Hello, this is Hao.
I haven’t done TidyTuesday for a while, I am hoping writing this blog can keep me up with it. For those who is not familiar with TidyTuesday, it’s a weekly online community activity. Every Tuesday a data set is published on github, and everyone who participates will tweet about the insights they gain from cleaning and analyzing it. For more info, you can click here.
The data this week comes from the Berkeley Lab. See the technical brief on the emp.lbl.gov site.

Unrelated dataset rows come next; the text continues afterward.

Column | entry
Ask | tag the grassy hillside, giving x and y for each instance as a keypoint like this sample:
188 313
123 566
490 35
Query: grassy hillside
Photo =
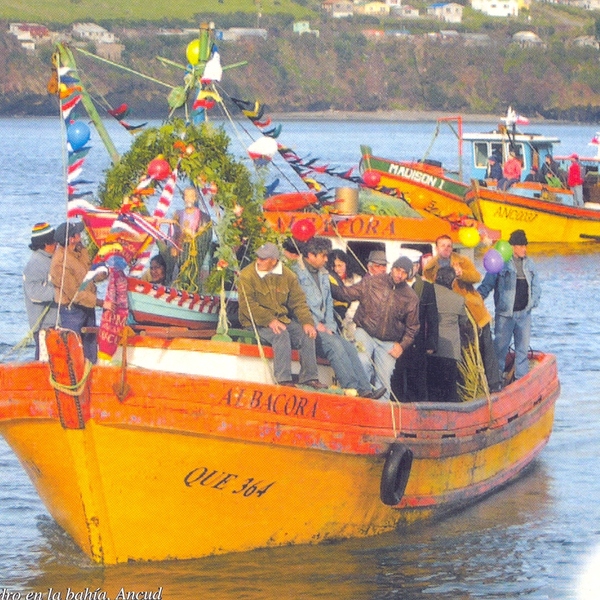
61 11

Let’s load in the libraries and explore the data
library(tidyverse)
library(Hmisc)
Load in the 4 given data sets
rm(list = ls())
capacity <- readr::read_csv('https://raw.githubusercontent.com/rfordatascience/tidytuesday/master/data/2022/2022-05-03/capacity.csv')

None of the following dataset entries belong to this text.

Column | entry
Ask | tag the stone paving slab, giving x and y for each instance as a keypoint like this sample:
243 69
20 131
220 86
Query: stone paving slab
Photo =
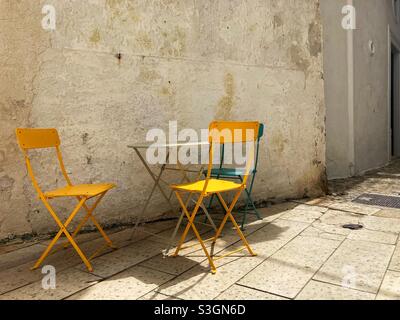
388 213
363 264
307 216
157 296
316 290
67 282
119 260
390 288
237 292
20 256
289 270
128 285
173 265
381 224
354 208
339 218
199 283
326 231
395 263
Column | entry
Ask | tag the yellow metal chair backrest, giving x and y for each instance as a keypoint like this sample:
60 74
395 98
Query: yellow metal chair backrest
29 139
225 132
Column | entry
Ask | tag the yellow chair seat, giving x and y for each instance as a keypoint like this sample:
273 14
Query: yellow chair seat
87 190
213 186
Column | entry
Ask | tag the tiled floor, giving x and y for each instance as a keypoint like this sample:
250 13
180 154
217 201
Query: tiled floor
303 253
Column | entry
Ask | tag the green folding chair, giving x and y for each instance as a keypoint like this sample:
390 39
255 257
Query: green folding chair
238 174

wind <- readr::read_csv('https://raw.githubusercontent.com/rfordatascience/tidytuesday/master/data/2022/2022-05-03/wind.csv')

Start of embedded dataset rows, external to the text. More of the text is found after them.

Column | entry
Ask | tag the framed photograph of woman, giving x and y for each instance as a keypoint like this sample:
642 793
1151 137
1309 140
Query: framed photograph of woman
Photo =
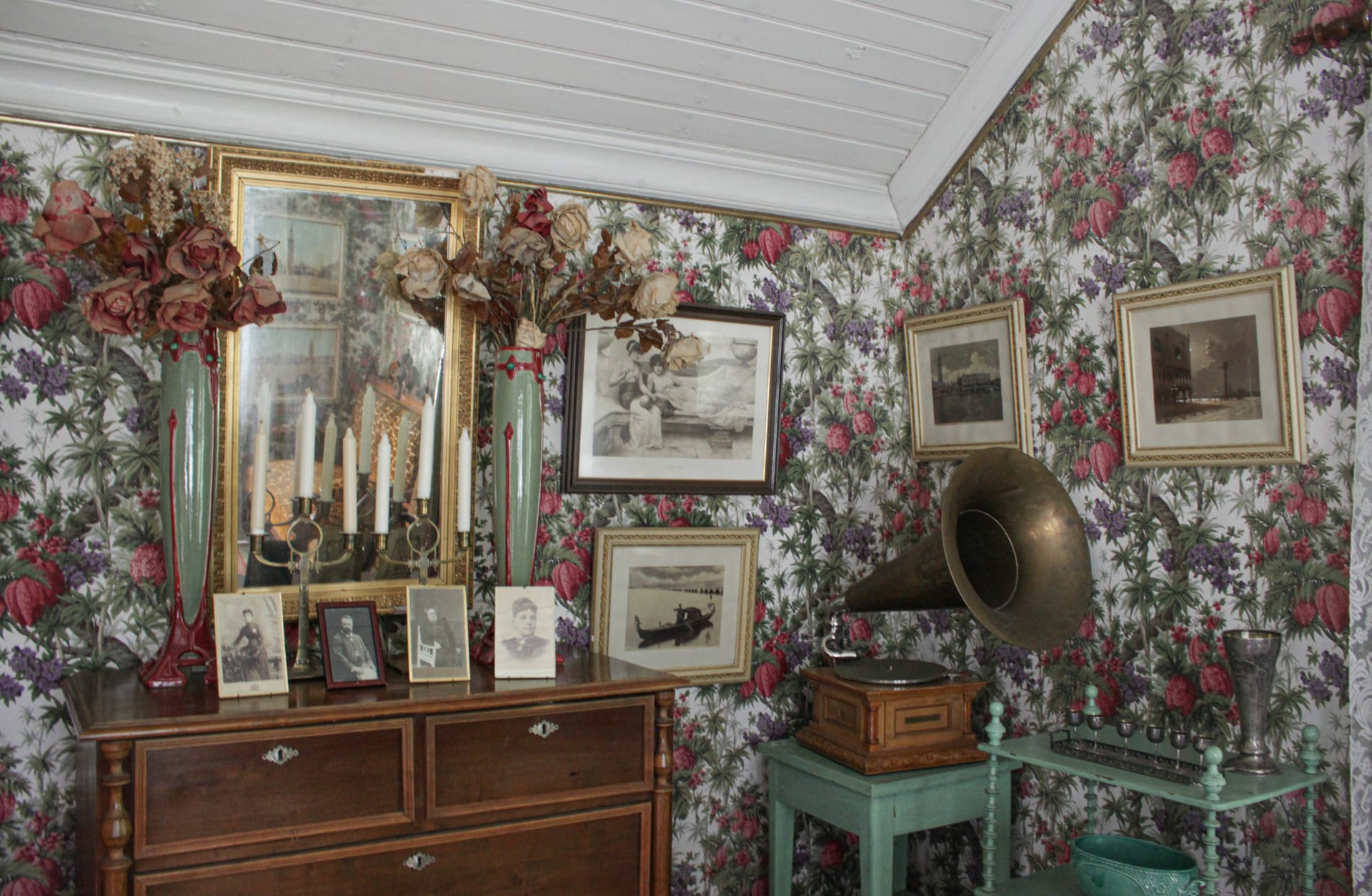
437 620
677 600
352 638
250 644
1211 372
659 422
969 383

solar <- readr::read_csv('https://raw.githubusercontent.com/rfordatascience/tidytuesday/master/data/2022/2022-05-03/solar.csv')
average_cost <- readr::read_csv('https://raw.githubusercontent.com/rfordatascience/tidytuesday/master/data/2022/2022-05-03/average_cost.csv')
Let’s take a look at average_cost
describe(average_cost)
average_cost %>%
gather(energy_source, cost, -year) %>%
ggplot(aes(year, cost)) +
geom_col(aes(fill = energy_source), show.legend = F) +
facet_wrap(~ energy_source)+
labs(title = "Energy cost changes by year",
x = "",
y = "Cost in Dollars")

Let’s look at capacity data set
describe(capacity)
capacity %>%
ggplot(aes(year, total_gw, color = type)) +
geom_line(show.legend = F) +
facet_wrap(~type, scales = "free") +
labs(title = "Capacity change by year",
x = "",
y = "Capacity in GigaWatt")

Let’s see what we can learn from solar and wind data sets
I use the gather() function, so I can compare price and capacity on the same plot
solar <- solar %>%
rename(price = solar_mwh,
capacity = solar_capacity)
solar %>%
gather(variables, value, -date) %>%
ggplot(aes(date, value, color = variables)) +
geom_line() +
geom_smooth(method = lm) +
labs(title = "How does solar capacity affect price",
x = "",
y = "")

wind %>%
rename(price = wind_mwh,
capacity = wind_capacity) %>%
gather(variables, value, -date) %>%
ggplot(aes(date, value, color = variables)) +
geom_line() +
geom_smooth(method = lm) +
labs(title = "How does wind energy capacity affect its price",
x = "",
y = "")

This week’s analysis are fairly easy, since the data sets are really clean, there were not much of data cleaning to do. Please let me know if you can find any other insights from this week’s data, cheers!